A new joint venture in Mexico: Lafarge and Elementia
By Adina Moloman
Sources: Reuters, The Wall Street Journal
Mexico Corporation Elementia is a building materials conglomerate that just a few months ago entered into the cement making business with its cement division known as Cementos Fortaleza.
A newly cement Mexican company in a market well dominated by the giant Cemex, followed by the Holcim Apasco, a unit of Switzerland-based Holcim, which all together are dominating almost the entire Mexican cement market, came as a surprise in its intention of penetrating this market by negotiating a join venture with the French company Lafarge. Lafarge is one of the world’s largest cement companies.
The French corporation operates in central Mexico since 2004 where its two Mexican plants have a combined capacity of close to one million tons.
This aggressive plan for Cementos Fortaleza is well analyzed by its two founders, the richest man in the world Carlos Slim and Antonio del Valle the owner of the chemicals and plastic tubing corporation Mexichem.
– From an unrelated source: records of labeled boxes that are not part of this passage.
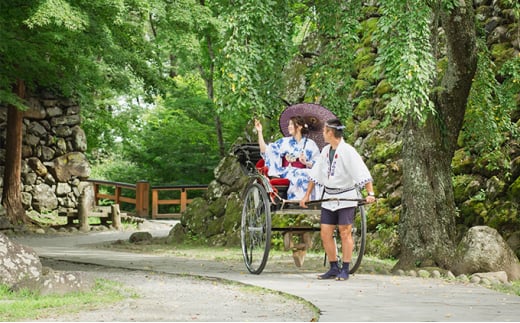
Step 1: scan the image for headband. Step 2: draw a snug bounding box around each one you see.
[325,123,345,130]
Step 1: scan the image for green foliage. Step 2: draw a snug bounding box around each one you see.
[461,41,520,177]
[375,0,436,122]
[306,1,361,118]
[0,279,124,322]
[215,0,292,116]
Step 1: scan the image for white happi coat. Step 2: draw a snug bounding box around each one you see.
[262,136,320,200]
[309,139,372,211]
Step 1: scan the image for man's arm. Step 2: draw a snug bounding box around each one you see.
[300,181,315,208]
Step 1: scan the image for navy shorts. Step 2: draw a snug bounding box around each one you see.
[320,207,356,225]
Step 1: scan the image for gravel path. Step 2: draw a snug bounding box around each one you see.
[37,258,317,322]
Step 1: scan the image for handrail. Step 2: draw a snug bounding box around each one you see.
[87,179,208,219]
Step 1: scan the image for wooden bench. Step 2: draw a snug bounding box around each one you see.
[58,204,121,231]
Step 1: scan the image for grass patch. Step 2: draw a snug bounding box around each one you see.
[0,279,127,322]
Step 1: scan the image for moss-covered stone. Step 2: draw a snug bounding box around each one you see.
[353,99,374,120]
[453,174,483,203]
[491,42,515,69]
[451,148,473,175]
[354,47,376,72]
[373,141,403,163]
[358,64,380,84]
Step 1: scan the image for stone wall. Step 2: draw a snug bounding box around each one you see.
[0,93,90,213]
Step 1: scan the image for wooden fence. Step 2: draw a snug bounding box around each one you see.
[88,179,208,219]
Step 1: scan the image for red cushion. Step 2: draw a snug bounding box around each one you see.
[255,158,290,186]
[269,178,290,186]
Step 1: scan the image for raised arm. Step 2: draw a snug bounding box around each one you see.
[255,119,266,153]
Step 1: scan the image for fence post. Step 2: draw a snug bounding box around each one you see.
[135,181,150,218]
[181,187,188,213]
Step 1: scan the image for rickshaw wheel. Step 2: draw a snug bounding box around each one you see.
[349,205,367,274]
[240,182,271,274]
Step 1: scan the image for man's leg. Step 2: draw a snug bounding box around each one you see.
[336,224,354,280]
[318,223,340,279]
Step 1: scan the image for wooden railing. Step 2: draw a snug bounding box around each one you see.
[88,179,208,219]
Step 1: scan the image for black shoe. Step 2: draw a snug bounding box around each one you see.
[336,269,348,280]
[318,267,340,279]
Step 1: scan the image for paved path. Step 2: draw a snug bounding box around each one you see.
[13,230,520,322]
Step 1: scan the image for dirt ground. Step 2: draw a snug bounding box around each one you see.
[37,258,318,322]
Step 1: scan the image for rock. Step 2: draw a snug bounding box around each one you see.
[472,271,508,284]
[39,271,94,295]
[128,231,153,243]
[452,226,520,280]
[0,233,94,295]
[32,184,58,213]
[0,233,42,287]
[50,152,90,182]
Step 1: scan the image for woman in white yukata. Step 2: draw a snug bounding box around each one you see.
[255,116,320,200]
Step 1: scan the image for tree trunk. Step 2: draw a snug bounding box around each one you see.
[396,1,477,268]
[2,80,29,225]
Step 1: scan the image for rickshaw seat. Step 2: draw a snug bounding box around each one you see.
[256,158,290,188]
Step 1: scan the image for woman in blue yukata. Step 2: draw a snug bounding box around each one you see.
[255,116,320,200]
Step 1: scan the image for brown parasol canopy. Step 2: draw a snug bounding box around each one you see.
[280,103,337,150]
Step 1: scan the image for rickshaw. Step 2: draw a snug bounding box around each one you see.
[235,103,366,275]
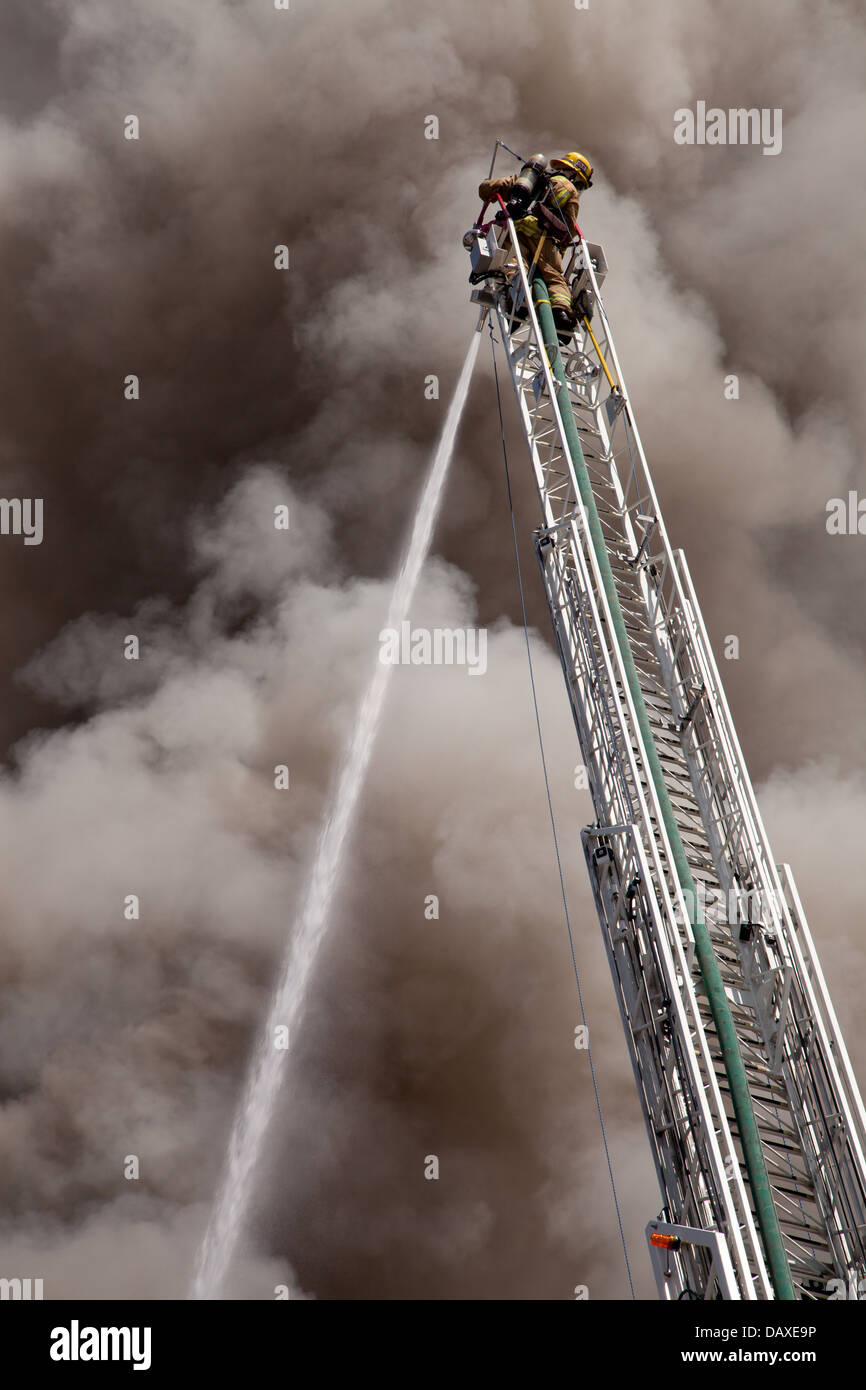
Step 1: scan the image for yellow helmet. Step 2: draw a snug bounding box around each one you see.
[550,150,592,188]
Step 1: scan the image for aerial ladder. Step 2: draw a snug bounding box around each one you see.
[464,147,866,1300]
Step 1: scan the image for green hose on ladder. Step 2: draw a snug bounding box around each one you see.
[532,275,796,1300]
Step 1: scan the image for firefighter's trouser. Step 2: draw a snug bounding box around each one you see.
[517,229,571,311]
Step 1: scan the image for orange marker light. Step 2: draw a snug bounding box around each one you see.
[649,1230,680,1250]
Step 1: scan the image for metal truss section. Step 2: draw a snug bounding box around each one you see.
[473,201,866,1298]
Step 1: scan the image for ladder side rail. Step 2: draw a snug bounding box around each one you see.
[496,247,769,1287]
[567,236,863,1273]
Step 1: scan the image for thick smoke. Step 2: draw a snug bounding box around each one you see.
[0,0,866,1298]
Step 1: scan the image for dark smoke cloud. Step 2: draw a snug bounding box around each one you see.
[0,0,866,1298]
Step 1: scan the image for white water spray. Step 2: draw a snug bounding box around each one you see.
[192,332,481,1298]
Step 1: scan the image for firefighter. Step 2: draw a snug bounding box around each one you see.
[478,152,592,334]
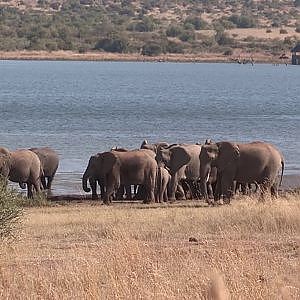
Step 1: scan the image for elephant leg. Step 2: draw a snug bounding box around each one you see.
[241,183,248,195]
[221,175,234,204]
[98,180,105,199]
[177,183,186,200]
[89,178,98,200]
[207,182,214,198]
[116,184,125,200]
[47,175,54,190]
[169,173,178,201]
[41,176,48,190]
[27,182,33,199]
[33,180,41,194]
[259,181,271,202]
[125,184,132,200]
[214,173,222,202]
[271,180,279,198]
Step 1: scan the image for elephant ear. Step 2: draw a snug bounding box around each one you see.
[170,146,191,172]
[100,152,117,174]
[141,140,148,149]
[0,147,10,155]
[217,142,240,171]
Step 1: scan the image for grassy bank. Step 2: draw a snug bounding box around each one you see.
[0,195,300,299]
[0,51,290,63]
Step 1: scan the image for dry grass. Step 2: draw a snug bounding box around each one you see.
[0,50,286,63]
[0,195,300,300]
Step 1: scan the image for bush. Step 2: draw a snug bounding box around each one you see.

Cementos Fortaleza target markets are retail clients (small scale buyers) in order to capture between 3 and 5 per cent of the national market within a year. It is expecting that the joint venture will close in the second half of this year, where Elementia will have 53 per cent of the joint venture and Lafarge 47 percent.
The Mexican corporation Elementia, since it launched the business in October 2012, is already producing 1 million tones per year in its plant in central Mexico.
After the joint venture the new created entity will have a capacity of some 2 million tons of cement per year. One of the reason for whom the world cement leader Lafarge is accepting this combination is because this will significantly strengthen Lafarge’s position in Mexico and also is creating a good opportunity to start penetrating other Latin America’s cement markets.